# Show that complex conjugate is also a root of polynomial with real coefficients

1. Oct 5, 2008

### Muffins

1. The problem statement, all variables and given/known data
Suppose that f(x) is a polynomial of degree n with real coefficients; that is,

f(x)=a_n x^n+ a_(n-1) x^(n-1)+ …+a_1 x+ a_0, a_n,… ,a_0∈ R(real)

Suppose that c ∈ C(complex) is a root of f(x). Prove that c conjugate is also a root of f(x)

2. Relevant equations

(a+bi)*(a-bi) = a^2 + b^2 where a, and b are always reals?
Not really sure if this helps or not.

3. The attempt at a solution

I'm really clueless on how to start approaching this. I was thinking perhaps the fundamental theorem of algebra might be of some use, or perhaps the fact that a number of complex form multiplied by it's conjugate is a real number, but I'm really not sure.

Could anyone give me a nudge in the right direction?
Any help would be greatly appreciated!! Thanks!

2. Oct 5, 2008

### Dick

The root is where f(c)=0. Take the complex conjugate of that equation.

3. Oct 5, 2008

### Muffins

Never mind! I found the actual theorem on the web, and I think this is pretty much what I was looking for anyway

Consider the polynomial
f(x)=a_n x^n+ a_(n-1) x^(n-1)+ …+a_1 x+ a_0, a_n,… ,a_0∈ R(real)
where all a*x are real.

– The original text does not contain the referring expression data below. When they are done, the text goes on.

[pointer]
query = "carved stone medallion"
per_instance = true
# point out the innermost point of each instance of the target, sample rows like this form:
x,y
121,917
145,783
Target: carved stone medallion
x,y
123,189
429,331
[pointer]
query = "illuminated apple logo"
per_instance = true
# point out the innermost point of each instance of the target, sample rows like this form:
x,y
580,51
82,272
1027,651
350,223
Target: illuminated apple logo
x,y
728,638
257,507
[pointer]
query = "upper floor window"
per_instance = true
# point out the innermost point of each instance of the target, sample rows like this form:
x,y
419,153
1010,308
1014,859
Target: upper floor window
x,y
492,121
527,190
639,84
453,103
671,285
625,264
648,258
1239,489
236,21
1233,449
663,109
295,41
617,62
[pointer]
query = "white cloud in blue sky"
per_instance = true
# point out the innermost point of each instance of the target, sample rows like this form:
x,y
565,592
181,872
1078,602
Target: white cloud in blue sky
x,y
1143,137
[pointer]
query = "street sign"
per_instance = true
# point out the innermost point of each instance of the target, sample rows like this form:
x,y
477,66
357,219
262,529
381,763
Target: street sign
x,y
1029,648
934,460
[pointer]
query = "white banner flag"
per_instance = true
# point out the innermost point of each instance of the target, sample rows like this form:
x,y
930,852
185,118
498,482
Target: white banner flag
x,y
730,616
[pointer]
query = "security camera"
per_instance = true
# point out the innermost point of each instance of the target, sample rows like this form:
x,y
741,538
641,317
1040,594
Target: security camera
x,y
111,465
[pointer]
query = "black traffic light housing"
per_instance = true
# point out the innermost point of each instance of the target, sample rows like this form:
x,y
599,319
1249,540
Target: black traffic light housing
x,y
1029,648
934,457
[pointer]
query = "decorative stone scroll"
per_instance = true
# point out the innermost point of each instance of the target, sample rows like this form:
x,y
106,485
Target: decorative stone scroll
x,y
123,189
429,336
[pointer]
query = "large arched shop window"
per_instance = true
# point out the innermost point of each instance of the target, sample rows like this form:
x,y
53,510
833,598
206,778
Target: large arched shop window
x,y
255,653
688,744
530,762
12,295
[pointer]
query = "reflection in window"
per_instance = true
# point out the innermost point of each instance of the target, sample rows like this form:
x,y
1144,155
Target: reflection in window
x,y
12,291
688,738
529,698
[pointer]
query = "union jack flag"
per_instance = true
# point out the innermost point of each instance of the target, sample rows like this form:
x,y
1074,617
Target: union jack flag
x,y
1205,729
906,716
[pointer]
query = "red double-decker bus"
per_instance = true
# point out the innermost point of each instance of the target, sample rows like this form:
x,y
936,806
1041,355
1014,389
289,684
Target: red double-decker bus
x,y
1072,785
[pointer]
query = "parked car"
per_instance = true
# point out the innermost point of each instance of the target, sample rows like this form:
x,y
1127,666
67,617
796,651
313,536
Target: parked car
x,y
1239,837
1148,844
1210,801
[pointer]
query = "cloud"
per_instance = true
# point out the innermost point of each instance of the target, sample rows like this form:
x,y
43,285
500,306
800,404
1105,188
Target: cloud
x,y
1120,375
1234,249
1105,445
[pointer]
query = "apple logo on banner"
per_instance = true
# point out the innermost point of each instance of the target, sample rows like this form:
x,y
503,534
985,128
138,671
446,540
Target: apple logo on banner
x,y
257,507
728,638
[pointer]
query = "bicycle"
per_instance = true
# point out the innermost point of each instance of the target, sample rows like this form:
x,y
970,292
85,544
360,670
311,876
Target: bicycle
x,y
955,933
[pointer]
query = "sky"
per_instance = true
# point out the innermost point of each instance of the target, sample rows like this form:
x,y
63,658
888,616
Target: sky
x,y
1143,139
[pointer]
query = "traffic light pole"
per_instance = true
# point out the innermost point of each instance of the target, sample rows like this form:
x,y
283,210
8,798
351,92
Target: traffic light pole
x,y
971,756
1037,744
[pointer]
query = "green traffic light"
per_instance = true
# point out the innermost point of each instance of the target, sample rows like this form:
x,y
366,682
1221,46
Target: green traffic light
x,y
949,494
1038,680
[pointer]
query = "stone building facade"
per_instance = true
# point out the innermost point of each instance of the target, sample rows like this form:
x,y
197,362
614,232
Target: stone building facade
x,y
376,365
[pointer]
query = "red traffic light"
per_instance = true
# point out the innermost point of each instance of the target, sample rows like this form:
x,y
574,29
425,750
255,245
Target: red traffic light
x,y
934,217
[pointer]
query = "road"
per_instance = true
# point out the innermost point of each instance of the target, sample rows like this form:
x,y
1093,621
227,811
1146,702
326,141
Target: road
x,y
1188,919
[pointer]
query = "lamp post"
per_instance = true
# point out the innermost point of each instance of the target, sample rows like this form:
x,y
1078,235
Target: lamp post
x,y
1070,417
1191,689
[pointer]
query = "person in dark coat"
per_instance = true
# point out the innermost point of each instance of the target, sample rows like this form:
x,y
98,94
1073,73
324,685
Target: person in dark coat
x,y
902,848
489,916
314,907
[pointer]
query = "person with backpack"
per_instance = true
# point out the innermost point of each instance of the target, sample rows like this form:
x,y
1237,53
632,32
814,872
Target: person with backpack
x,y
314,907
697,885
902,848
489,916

The equation f(x) = 0 is thus
a_n x^n+ a_(n-1) x^(n-1)+ …+a_1 x+ a_0, a_n = 0
Given that all of the coefficients are real, we have
a_n x^n(conjugate) = a_n x^n(x is conjugate)
Thus it follows that
a_n x^n(conj)+ a_(n-1) x^(n-1)(conj)+ …+a_1 x(conj)+ a_0, a_n = 0(conj) = 0
and thus that for any root ζ its complex conjugate is also a root.

4. Oct 5, 2008

### Muffins

Hahah, thanks Dick! I caught on a little late, but thanks a bunch for your reply!